"He didn't quite understand," said Mrs. Scollard gently, as Bob turned away to conceal the broad grin spreading over his face as he caught their new acquisition's meaning, and Happie bolted from the room.

Peculiarities of dialect did not affect the relish of the dinner which this hardy Rose served at thirteen minutes after twelve. Everything did taste so good to the hungry, weary and lonely Scollards! Margery and Happie renewed their duets of old Patty-Pan days as they dried Rosie's dishes, and their mother sat down to write Miss Bradbury of her coming, and to tell her that she might return at once to the bosom of a greatly cheered family, for the maid they wanted had found them, and search for her on their side was no longer necessary.

The storm cleared away in the night, and the glorious sunrise of the morning ushered in the spring. With it came soft brooding days in which the grass and leaves wakened to life, the birds dropped down from the warm sky in daily increasing kinds and numbers, and the flowers of early May lifted up their delicate little faces. Polly and Penny came home daily with wilting hepatica and anemones and violets in their warm little hands, while the older children sought and found on their rambles the arbutus whose sweetness the winds bore into the chambers of the Ark, past the dainty new curtains.

Rosie proved a comfort in spite of angularity of form and peculiarities of speech. She was such a balm to perturbed minds and weary muscles that the children privately referred to her as "the Dove," for her coming had been the harbinger of peace to the Ark. She evidently regarded the entire family as helpless infants, needing her unceasing care and vigilance, and she gave them no less than she deemed they needed, piloting them through the waters of inexperience.

Miss Bradbury wrote that she was coming back. Margery and Happie speculated on the effect of Rosie and her employer on each other, but Happie felt sure that they would get on together, for each was in her way a character, and their sterling honesty was of much the same pattern.

Aunt Keren was going to bring them something that they would enjoy, "a species of toy," so she wrote, yet something that she hoped to make useful. They must get Jake to bring his three-seated wagon to the station if the young Scollards came to meet her, as she hoped they would.

They did, or at least Margery, Happie and Bob did, consumed with curiosity as to what they should find encumbering Miss Bradbury.

When she stepped briskly off the car on the steps which the grade of the track at Crestville compelled the porter to place for passengers, the Scollards saw her encumbrance, and hailed it with a shout.
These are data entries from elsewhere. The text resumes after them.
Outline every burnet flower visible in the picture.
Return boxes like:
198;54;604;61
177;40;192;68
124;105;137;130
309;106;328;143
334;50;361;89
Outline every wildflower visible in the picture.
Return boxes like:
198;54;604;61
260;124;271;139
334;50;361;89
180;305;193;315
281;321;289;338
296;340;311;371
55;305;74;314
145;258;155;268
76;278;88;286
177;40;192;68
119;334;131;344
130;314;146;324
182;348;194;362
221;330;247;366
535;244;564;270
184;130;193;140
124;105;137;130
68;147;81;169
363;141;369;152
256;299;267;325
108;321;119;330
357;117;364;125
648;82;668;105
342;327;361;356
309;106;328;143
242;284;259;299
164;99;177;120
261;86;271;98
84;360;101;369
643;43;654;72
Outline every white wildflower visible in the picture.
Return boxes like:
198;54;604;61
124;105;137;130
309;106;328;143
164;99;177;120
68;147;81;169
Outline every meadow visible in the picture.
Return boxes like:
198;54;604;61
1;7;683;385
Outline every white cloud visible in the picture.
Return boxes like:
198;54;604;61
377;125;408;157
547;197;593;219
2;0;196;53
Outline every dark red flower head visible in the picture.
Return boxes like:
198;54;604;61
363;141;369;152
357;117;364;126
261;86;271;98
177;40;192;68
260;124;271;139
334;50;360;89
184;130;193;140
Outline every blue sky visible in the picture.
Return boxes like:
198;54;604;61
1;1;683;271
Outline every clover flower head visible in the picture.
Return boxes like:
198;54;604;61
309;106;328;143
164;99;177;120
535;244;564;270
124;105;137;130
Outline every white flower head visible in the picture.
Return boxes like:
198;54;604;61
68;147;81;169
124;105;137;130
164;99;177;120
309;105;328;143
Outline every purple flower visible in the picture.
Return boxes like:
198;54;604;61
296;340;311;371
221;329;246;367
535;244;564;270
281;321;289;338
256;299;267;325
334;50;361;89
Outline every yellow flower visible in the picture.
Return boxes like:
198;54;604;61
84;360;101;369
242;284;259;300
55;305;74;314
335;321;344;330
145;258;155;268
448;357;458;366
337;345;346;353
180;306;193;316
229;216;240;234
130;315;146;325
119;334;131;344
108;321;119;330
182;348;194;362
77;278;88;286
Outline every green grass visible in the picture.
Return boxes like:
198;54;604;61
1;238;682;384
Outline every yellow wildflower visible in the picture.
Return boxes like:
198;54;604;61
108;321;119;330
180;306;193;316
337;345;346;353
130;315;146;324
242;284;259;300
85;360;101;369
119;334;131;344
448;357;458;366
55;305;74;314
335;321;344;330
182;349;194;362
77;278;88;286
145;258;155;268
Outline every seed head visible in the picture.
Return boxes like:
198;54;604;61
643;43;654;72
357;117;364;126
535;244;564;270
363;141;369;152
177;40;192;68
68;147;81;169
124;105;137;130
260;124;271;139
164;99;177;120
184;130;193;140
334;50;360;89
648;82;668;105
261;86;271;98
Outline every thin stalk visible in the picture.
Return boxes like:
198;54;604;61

There, dismounting behind Miss Keren-happuch, so thoroughly laden that there seemed no question that lady was already making him useful, his cheerful face one mass of smiles, came Ralph Gordon!

Happie and Bob dashed at him regardless of a man with a fishing-pole, come up for trout, and collided violently with the combination. The brief mishap, though it left the traveler furious, did not dampen Happie's ardor. She shook both Ralph's hands so hard, and exclaimed: "Well, I never did!" so emphatically, and so many times, that there was no doubt of her pleasure at seeing her former neighbor. Bob slapped him on the back with such abandon that Ralph swallowed whole the durable black licorice drop with which he had been beguiling the last moments of the journey, and choked over it so violently that he had no breath to reply to the questions his friends hurled at him in rapid succession.

"I thought that you might like a guest, a crumb from your Patty-Pans, so to speak," said Miss Bradbury, surveying the effect of her surprise with much satisfaction. "Ralph has had a cold, and has been working too hard," she explained. "I need a boy to help Bob, so I took this one. I shall expect you to keep him hard at work, allowing no time for talk or play. How's your Charlotte-mother?"